ブラック・ドッグ [book] [葉真中顕]
葉真中顕/講談社/お薦め度 ★★★★☆
掘り出し物の一冊!?
過激な動物愛護思想を訴える<DOG>が遂に一線を越えた。その犯行声明は「全人類に告ぐ!即刻、種差別をやめよ!動物を犠牲にするすべての活動を停止せよ!さもなくば、我々はきみたちに直接的な裁き<審判>を降す」。
次なるターゲットは日本、よくない噂の絶えない大手ペット企業が主催、大人気のエンジェル・テリアの販売会。動物愛護団体もイベントに便乗、里親を募る「譲渡会」を開催することになっていた。
事件はイベントの開会式で起きる。突然、会場の防火シャッターが降り、参加者が孤立してしまう。そこに12匹の謎の「獣」が放たれ、次々に人間に襲いかかる。

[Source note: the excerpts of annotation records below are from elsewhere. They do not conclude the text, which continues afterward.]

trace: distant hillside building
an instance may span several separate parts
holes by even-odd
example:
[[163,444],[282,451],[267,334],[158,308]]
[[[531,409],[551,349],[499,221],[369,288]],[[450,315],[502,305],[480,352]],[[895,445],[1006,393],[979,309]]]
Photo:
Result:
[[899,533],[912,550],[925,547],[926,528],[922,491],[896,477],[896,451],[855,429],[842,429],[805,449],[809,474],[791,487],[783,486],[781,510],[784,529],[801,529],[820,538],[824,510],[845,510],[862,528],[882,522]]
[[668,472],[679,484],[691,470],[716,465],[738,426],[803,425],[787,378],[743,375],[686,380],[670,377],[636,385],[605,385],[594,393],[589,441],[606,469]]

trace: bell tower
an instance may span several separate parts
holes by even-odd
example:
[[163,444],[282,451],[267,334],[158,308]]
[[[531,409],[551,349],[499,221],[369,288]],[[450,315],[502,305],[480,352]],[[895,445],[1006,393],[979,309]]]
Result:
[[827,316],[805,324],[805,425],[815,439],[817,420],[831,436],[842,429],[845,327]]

逃げまどう人々は抵抗することは叶わず肉塊と化した。
逃げまどう人々、大臣、動物保護団体の代表、副代表、合唱を披露することになっていた中学生たち、胡散臭いペット企業の社長、その広告塔のタレント・・・各々の視点で物語は進んでいく。
確かにホラーなのだが、そこに時限的な脱出劇、極限状態下で見える人間のエゴ・・・いろんな要素が組み合わさった掘り出し物のエンターテインメント!?